At long last, the years of losing finally faded into memory. The Nationals' moment had arrived, and it was time to party.
Once a baseball laughingstock, the Nats celebrated their first National League East title Monday night before an electric crowd of over 30,000. They didn't win the game -- the contest went to the Philadelphia Phillies 2-0 -- but because the Atlanta Braves lost to the Pittsburgh Pirates, it didn't matter. That was enough to keep Washington's division lead at three games with just two to play. Despite the loss, the race was over.
"This is one of those moments in life all I can do is just smile and enjoy this moment," Nats pitcher Gio Gonzalez said. "Words can't even describe the excitement that went through my mind."
When the last pitch from Phillies reliever Phillippe Aumont was hit weakly to second base for the final out, the fans still roared and the players stepped out of the dugout to bask in the cheers. Among them was left-hander John Lannan, who after five years of service to the club had toiled most of 2012 in the minor leagues when the front office decided near the end of spring training that it had five better starters. His smile burned brightest.
In just his sixth major league start of the season, Lannan gave up two runs in five innings and induced three separate double plays to keep his team close. Four of Lannan's appearances in 2012 came this month as the team sought a replacement for ace Stephen Strasburg, and he was thrilled to contribute in a meaningful way. But it was a moment he wouldn't have dared dream about even a few weeks earlier as he pitched for Triple-A Syracuse, his first extended stint in the minors since the first half of the 2007 season.

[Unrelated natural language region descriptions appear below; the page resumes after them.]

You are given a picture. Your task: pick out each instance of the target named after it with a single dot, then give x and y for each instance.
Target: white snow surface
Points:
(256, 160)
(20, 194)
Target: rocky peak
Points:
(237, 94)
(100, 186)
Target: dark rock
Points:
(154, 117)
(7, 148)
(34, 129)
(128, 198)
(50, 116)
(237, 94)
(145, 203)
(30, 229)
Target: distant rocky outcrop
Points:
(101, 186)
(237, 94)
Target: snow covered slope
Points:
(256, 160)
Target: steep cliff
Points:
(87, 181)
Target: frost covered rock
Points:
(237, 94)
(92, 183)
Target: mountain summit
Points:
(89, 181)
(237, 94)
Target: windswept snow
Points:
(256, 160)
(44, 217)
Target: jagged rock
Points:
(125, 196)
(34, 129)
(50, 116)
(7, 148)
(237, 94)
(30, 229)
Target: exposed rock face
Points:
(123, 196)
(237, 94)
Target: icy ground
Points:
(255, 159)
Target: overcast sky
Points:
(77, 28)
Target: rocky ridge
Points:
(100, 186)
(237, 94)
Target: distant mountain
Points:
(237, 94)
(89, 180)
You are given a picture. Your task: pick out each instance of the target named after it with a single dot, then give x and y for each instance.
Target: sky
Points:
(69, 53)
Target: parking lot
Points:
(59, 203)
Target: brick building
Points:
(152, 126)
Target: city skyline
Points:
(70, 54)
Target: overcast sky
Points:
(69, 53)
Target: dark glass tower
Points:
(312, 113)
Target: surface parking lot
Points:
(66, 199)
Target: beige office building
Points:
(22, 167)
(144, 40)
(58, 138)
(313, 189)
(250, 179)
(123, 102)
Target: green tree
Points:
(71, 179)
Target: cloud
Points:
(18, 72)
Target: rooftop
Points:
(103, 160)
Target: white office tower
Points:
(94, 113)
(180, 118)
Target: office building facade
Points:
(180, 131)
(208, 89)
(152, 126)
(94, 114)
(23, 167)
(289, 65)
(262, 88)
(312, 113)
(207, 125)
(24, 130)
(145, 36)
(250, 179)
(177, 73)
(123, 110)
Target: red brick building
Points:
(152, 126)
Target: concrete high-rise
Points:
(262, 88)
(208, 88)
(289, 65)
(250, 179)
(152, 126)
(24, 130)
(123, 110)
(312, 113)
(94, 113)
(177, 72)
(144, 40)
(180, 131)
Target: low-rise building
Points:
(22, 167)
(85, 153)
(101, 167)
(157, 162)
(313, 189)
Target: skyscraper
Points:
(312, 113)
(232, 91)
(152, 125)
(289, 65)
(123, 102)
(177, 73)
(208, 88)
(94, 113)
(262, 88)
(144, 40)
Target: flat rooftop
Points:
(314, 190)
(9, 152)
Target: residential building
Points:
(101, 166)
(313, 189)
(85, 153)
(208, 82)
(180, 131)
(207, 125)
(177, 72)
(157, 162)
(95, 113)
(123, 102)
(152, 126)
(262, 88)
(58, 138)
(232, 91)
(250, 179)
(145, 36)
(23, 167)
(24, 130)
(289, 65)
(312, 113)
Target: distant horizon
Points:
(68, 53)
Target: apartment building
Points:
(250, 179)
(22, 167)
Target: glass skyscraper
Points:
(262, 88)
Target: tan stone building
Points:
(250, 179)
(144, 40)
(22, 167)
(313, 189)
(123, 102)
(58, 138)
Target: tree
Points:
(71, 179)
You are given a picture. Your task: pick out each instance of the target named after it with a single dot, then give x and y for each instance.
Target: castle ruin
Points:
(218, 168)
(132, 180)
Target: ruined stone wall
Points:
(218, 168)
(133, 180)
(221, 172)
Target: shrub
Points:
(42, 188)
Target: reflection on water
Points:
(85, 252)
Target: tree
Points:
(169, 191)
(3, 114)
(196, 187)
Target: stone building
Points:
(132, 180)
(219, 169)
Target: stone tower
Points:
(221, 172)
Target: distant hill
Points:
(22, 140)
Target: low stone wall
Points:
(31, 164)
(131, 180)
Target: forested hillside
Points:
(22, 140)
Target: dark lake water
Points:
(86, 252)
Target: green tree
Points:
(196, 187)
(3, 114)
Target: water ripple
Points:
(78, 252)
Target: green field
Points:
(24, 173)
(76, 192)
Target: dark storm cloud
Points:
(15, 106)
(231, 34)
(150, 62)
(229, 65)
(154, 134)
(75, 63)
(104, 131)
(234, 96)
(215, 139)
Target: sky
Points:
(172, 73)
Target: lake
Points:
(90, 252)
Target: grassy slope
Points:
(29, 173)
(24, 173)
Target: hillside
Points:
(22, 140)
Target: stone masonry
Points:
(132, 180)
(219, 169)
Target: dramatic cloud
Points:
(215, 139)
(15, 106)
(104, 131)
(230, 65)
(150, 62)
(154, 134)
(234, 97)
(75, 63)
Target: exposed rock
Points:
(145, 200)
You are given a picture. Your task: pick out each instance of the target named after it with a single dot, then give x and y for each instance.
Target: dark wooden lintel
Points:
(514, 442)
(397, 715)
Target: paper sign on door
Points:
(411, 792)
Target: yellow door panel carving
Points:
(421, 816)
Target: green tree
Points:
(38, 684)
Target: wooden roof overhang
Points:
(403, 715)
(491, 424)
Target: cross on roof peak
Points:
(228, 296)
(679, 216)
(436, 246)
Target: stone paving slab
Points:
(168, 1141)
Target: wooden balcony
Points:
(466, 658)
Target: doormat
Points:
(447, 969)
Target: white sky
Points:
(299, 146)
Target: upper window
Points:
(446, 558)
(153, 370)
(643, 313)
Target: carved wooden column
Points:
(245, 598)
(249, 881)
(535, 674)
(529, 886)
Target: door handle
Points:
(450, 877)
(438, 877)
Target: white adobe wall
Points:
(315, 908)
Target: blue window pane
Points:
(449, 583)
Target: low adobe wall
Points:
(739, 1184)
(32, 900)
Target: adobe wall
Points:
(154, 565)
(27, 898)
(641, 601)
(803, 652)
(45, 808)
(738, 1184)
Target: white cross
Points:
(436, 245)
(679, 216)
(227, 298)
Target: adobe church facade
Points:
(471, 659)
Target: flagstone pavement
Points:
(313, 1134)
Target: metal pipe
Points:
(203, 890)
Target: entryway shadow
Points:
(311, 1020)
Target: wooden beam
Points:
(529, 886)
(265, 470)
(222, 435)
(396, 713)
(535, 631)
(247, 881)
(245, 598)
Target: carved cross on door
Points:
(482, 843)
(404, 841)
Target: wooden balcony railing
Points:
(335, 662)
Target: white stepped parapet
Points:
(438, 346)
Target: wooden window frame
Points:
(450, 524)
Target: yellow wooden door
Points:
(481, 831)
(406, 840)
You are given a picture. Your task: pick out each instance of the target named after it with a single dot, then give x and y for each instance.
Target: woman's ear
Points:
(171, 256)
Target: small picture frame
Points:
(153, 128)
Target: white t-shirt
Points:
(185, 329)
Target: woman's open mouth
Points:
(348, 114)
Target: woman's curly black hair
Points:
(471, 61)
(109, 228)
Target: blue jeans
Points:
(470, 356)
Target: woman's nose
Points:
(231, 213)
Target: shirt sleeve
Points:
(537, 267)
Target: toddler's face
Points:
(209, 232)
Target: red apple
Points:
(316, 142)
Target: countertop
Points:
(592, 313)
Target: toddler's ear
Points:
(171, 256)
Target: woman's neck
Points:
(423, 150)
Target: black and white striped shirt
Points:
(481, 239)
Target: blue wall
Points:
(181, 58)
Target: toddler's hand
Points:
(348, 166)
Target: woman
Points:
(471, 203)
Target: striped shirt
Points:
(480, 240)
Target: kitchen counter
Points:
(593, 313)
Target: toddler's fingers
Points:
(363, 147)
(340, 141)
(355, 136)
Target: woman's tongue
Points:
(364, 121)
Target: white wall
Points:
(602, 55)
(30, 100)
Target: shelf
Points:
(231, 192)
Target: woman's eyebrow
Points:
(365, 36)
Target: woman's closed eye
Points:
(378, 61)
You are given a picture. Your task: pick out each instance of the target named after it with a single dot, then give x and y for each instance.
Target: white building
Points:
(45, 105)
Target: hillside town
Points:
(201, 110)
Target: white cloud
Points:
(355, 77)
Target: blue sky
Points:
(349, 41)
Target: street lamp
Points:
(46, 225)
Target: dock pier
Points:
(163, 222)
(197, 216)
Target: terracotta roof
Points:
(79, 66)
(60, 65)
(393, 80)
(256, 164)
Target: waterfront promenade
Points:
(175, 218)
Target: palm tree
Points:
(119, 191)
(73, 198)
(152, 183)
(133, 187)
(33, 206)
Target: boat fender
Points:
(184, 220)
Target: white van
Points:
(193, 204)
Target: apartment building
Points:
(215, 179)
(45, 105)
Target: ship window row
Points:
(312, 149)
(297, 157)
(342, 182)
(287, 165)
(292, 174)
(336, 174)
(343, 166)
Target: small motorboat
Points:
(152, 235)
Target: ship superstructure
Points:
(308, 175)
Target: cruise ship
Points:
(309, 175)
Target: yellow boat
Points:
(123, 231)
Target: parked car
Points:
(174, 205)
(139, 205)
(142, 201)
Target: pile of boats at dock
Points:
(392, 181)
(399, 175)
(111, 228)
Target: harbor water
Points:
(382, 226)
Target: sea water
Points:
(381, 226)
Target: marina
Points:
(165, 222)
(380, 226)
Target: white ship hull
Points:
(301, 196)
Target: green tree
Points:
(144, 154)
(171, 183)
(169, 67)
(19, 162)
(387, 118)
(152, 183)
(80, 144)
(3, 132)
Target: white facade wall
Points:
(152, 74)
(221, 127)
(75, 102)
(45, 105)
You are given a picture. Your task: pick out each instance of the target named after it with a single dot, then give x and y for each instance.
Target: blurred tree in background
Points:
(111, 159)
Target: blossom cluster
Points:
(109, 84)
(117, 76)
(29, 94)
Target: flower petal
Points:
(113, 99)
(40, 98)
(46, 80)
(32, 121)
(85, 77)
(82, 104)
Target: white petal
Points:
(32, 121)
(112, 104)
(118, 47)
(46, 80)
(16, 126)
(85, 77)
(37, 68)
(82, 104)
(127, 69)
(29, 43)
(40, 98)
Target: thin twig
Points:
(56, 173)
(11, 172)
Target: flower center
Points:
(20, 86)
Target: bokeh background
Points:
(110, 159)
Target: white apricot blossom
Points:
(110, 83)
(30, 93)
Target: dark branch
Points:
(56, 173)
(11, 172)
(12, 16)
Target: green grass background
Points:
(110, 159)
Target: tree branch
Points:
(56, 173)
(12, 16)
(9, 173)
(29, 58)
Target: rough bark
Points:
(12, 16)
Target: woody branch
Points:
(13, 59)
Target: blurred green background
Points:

"There was a time in the season where I didn't really know what was going to happen," Lannan said. "But now everything makes sense. This is why everything happened."
Washington (96-64) clinched the NL East almost eight years to the day after Major League Baseball announced the organization would move to the District from Montreal on Sept. 29, 2004. The former Expos never had the pleasure during their days in Quebec, their last, best chance thwarted in 1994 by a labor stoppage.
Philadelphia scored all the runs it needed in the second inning when Darin Ruf tripled off Lannan to drive in two runs. Washington left the bases loaded in the second inning, stranded Kurt Suzuki at third base in the fifth and wasted a leadoff double by Bryce Harper in the sixth.
Phillies pitcher Kyle Kendrick, who was blasted by the Nats in a start in Philadelphia last week, allowed just four hits and a walk in seven shutout innings. Washington also left runners at first and second with one out in the eighth.
But it was no matter. After the last out of the top of the ninth, the final result for the second-place Braves in Pittsburgh quickly flashed on the big HD scoreboard. They had lost 2-1 there, and the division title was secured. The crowd erupted, and players began hugging and shaking hands in the home dugout, smiles all around.
"A lot of other guys have been here for a while," said third baseman Ryan Zimmerman, who has been with the team since late in the 2005 season. "This whole year was a huge group effort and everyone came together and did so many things to help us get to where we're at now."